Nous arrivions, en cet instant, au milieu de la plaine; Abd-el-Kader et sa suite se placèrent sous l'ombrage de quelques arbres qui étendaient leurs rameaux protecteurs à quelques pieds du sol, et, tandis que l'armée se disposait à évoluer en notre présence, l'émir me fit dire qu'il avait à causer avec moi.

Je m'approchai, non sans crainte, du tertre sur lequel se trouvait l'émir; mais ma timidité ne tint pas devant son sourire, et ce fut avec toute l'aisance dont j'étais susceptible que je vins prendre place à ses côtés.

Après les saints d'usage, que les Arabes prolongent indéfiniment, et tandis que l'armée défilait à quelques pas de nous, j'expliquai à Abd-el-Kader mes vues et mon traité de commerce. Quelques avantages que je lui fis entrevoir le séduisirent, et il m'accorda sur-le-champ son appui.

La revue se termina enfin; je pris congé de mon protecteur, et je rentrai en ville avec le seul de mes compagnons de route qui fût resté à mon service, le fidèle Ben-Oulil.

Depuis ce jour, j'eus souvent l'occasion de voir Abd-el-Kader, qui ne cessa de me témoigner le vif intérêt qu'il portait à la réussite de mes desseins. J'obtins même de lui un sauf-conduit revêtu de son sceau; et, après un assez long séjour à Milianah, je fis mes préparatifs pour un long voyage à travers des populations inconnues.

J'avais le droit d'exploiter, sans exception, tous les points du territoire arabe; et là où j'opérais, il n'était permis à personne de me faire concurrence. L'émir en avait fait publier l'ordre dans tous les marchés. Médéah fut le lieu où j'établis le centre de mes opérations; cette ville me convenait d'autant mieux, qu'elle était plus rapprochée des possessions françaises, et que ses laines et celles de la province sont d'une qualité supérieure à toutes les autres.
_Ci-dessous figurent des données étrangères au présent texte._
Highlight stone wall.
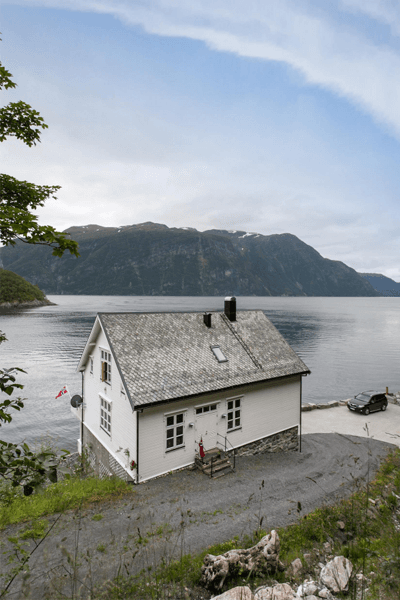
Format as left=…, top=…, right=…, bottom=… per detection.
left=83, top=425, right=135, bottom=481
left=236, top=426, right=299, bottom=456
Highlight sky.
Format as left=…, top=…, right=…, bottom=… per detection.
left=0, top=0, right=400, bottom=281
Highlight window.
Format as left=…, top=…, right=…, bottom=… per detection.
left=196, top=404, right=217, bottom=415
left=166, top=413, right=184, bottom=450
left=100, top=396, right=111, bottom=435
left=211, top=346, right=228, bottom=362
left=228, top=398, right=242, bottom=431
left=101, top=350, right=111, bottom=384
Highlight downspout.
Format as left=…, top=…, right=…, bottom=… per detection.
left=136, top=408, right=143, bottom=483
left=81, top=371, right=85, bottom=469
left=299, top=375, right=303, bottom=452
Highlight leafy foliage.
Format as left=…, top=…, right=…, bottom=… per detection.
left=0, top=50, right=79, bottom=256
left=0, top=38, right=78, bottom=496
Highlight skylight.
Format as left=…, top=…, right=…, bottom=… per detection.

Le traité que j'avais conclu fut exécuté malgré les obstacles que m'opposèrent le bey et les notables de la ville. On me soumit au contrôle du chef; mais, chaque fois que j'étais menacé d'un acte arbitraire, j'écrivais à l'émir, qui me rendait toujours justice. J'allai dans l'intérieur des terres, afin d'obtenir des laines à des prix modiques. Je passai deux mois au milieu des tribus arabes, assistant à tous les marchés, sans avoir eu à supporter la moindre injure. C'était, au contraire, à qui me livrerait ses produits, et ils se battaient quelquefois pour m'offrir l'hospitalité. L'empressement avec lequel j'étais accueilli partout paraîtra d'autant plus extraordinaire, que je n'avais pour toute escorte que mon juif Ben-Oulil (un juif est la plus triste des recommandations en Afrique). Jamais le moindre incident fâcheux ne troubla mon repos, et pourtant je parlais sans cesse aux Arabes de ma patrie, de la valeur de nos soldats, de la supériorité de nos armes. Loin d'exciter leur colère, j'étais écoulé avec intérêt; je leur faisais désirer d'être gouvernés par cette nation qu'ils nomment, dans leur métaphorique langage, la sultane des nations.

C'est avec la même sécurité que je visitai successivement des lieux qui touchent au désert: le Ziben, Ghronat et Boural. Je parcourus les aghalicks des Beni-Bonyacoub, Tittery, Douaier, Habedy, où les populations me parurent pencher du côté de la France; mais la crainte que leur inspire l'émir est plus forte que leur désir. Plus tard (en 1840) ils furent, comme tous les Arabes, appelés à la guerre sainte. Force leur fut de marcher; mais ils combattirent avec tant de mollesse, qu'Abd-el-Kader les frappa d'une contribution de cent mille houdjous.

Dès que j'eus écoulé mes laines, je me rendis à Tekedempt. Là, je trouvai les ouvriers français qui étaient venus fonder une manufacture d'armes. Je me liai d'amitié avec l'un de mes jeunes compatriotes, et nous nous mîmes à visiter la place, qui allait devenir bientôt la capitale de l'empire arabe.

Tekedempt est d'une importance incontestablement supérieure à toutes les villes de l'intérieur de l'Afrique. Située non loin du désert, au milieu de montagnes élevées, elle semble inexpugnable à l'émir. Un fort assez mal bâti, peu considérable (il a cent mètres de tour environ) auquel on travaille depuis quatre ans, élève à peine à quelques pieds du sol ses murs inachevés. L'intérieur du fort a été divisé en magasins et en casernes; quatre canons de 1 sont placés sur une esplanade à l'entrée du fort; en dehors est un grand hangar où l'on met l'orge. Comme celui de Tazza, le fort de Tekedempt possède des cachots où les prisonniers ne sont pas trop maltraités.